The last post (my goodness, 10 days ago!) showed pineapple blossom squares,
congrats to those lotto winners.
They are such a neat square, I just had to make some of my own, tee-hee! As you can see, they are not all complete,
but I've been trying to do that 15 minutes here and there kinda sewing, since I'm stealing time from sleep sometimes, but mostly from finishing all the SCHOOL stuff... I'm getting there... s.l.o.w.l.y...
Now this is a table runner for Michelle, my 2 days a week, in the class "mom helper".
She was an office manager for 20 years, and she has done a spiffy job of keeping most homework recorded, grading tests, filing and all that classroom organizing necessity "stuff".
She loves butterflies, I'm hoping she'll like this, too!
I went to You Tube for a video help, and found, "Mitered Binding for Different Angles",
since these are not at 90 degrees.
Saturday, we went to Beth and Jerry's new home to help with cleaning and painting cabinets, cupboards and shelves.
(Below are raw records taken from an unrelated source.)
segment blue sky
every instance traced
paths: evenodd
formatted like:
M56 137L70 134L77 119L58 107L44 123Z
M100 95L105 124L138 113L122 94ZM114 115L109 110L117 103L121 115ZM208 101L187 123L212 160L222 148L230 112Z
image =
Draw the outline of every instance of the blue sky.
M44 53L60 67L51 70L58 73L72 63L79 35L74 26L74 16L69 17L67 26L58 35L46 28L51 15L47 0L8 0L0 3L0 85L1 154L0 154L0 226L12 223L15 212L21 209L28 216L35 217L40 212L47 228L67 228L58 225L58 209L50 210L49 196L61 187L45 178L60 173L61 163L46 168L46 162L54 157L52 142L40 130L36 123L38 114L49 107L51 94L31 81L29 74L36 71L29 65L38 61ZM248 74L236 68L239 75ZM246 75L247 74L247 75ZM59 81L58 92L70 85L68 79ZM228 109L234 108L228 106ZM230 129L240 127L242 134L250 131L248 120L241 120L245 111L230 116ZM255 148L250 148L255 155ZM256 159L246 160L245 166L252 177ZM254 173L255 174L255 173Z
It makes it so nice to move into clean pantries....
Sunday was church.
Monday, school and quilting class.
Tuesday, retirement of a teaching friend of 21 years.
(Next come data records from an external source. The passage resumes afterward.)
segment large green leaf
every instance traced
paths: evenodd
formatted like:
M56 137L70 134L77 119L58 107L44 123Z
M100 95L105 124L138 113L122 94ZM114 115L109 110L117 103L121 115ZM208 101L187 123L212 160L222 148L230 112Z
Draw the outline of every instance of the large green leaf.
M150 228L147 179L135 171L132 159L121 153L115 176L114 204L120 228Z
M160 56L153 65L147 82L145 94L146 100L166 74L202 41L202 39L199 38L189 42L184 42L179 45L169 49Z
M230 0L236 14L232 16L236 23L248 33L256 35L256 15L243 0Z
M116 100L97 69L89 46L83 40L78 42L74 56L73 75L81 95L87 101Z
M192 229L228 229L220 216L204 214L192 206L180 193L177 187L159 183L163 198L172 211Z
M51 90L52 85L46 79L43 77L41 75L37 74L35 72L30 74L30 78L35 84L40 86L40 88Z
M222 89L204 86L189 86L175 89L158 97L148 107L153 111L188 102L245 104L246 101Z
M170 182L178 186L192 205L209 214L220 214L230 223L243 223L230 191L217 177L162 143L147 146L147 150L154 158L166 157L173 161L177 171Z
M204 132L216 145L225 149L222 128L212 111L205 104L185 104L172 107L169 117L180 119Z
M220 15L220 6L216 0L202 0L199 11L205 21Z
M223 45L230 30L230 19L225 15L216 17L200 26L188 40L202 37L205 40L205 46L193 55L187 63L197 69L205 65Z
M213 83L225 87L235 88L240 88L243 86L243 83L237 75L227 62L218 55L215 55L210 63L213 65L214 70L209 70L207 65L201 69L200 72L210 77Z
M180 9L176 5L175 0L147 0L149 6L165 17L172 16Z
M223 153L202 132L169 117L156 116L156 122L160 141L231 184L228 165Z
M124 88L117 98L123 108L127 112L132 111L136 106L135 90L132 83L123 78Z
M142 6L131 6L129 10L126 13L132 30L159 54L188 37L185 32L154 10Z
Wednesday, I went to the 8th grade chapel to do a gift presentation to my students of Kindergarten who graduate this year (our school goes from preschool to 8th), and it's always a touching time for us. I read to them the "poem" by Robert Falghum. Let me share this with you here~
All I ever needed to know, I learned in Kindergarten
All I really need to know I learned in kindergarten.
ALL I REALLY NEED TO KNOW about how to live and what to do
and how to be I learned in kindergarten. Wisdom was not
at the top of the graduate-school mountain, but there in the
sandpile at Sunday School. These are the things I learned:
Share everything.
Play fair.
Don't hit people.
Put things back where you found them.
Clean up your own mess.
Don't take things that aren't yours.
Say you're sorry when you hurt somebody.
Wash your hands before you eat.
Flush.
Warm cookies and cold milk are good for you.
Live a balanced life - learn some and think some
and draw and paint and sing and dance and play
and work every day some.
Take a nap every afternoon.
When you go out into the world, watch out for traffic,
hold hands, and stick together.
Be aware of wonder.
Remember the little seed in the styrofoam cup:
The roots go down and the plant goes up and nobody
really knows how or why, but we are all like that.
Goldfish and hamsters and white mice and even
the little seed in the Styrofoam cup - they all die.
So do we.
And then remember the Dick-and-Jane books
and the first word you learned - the biggest
word of all - LOOK.
Everything you need to know is in there somewhere.
The Golden Rule and love and basic sanitation.
Ecology and politics and equality and sane living.
Take any of those items and extrapolate it into
sophisticated adult terms and apply it to your
family life or your work or your government or
your world and it holds true and clear and firm.
Think what a better world it would be if
all - the whole world - had cookies and milk about
three o'clock every afternoon and then lay down with
our blankies for a nap. Or if all governments
had a basic policy to always put thing back where
they found them and to clean up their own mess.
And it is still true, no matter how old you
are - when you go out into the world, it is best
to hold hands and stick together.
I also remind the grads what I wrote on their Kindergarten report card, and that is:
- something I appreciated about them personally,
- I enjoyed having them in my class that year,
- I love them (I write that each year, truly!) with my name, and then this verse:
We could learn from this, couldn't we? I hope you hold someone's hand today. I'm sending love out to you all!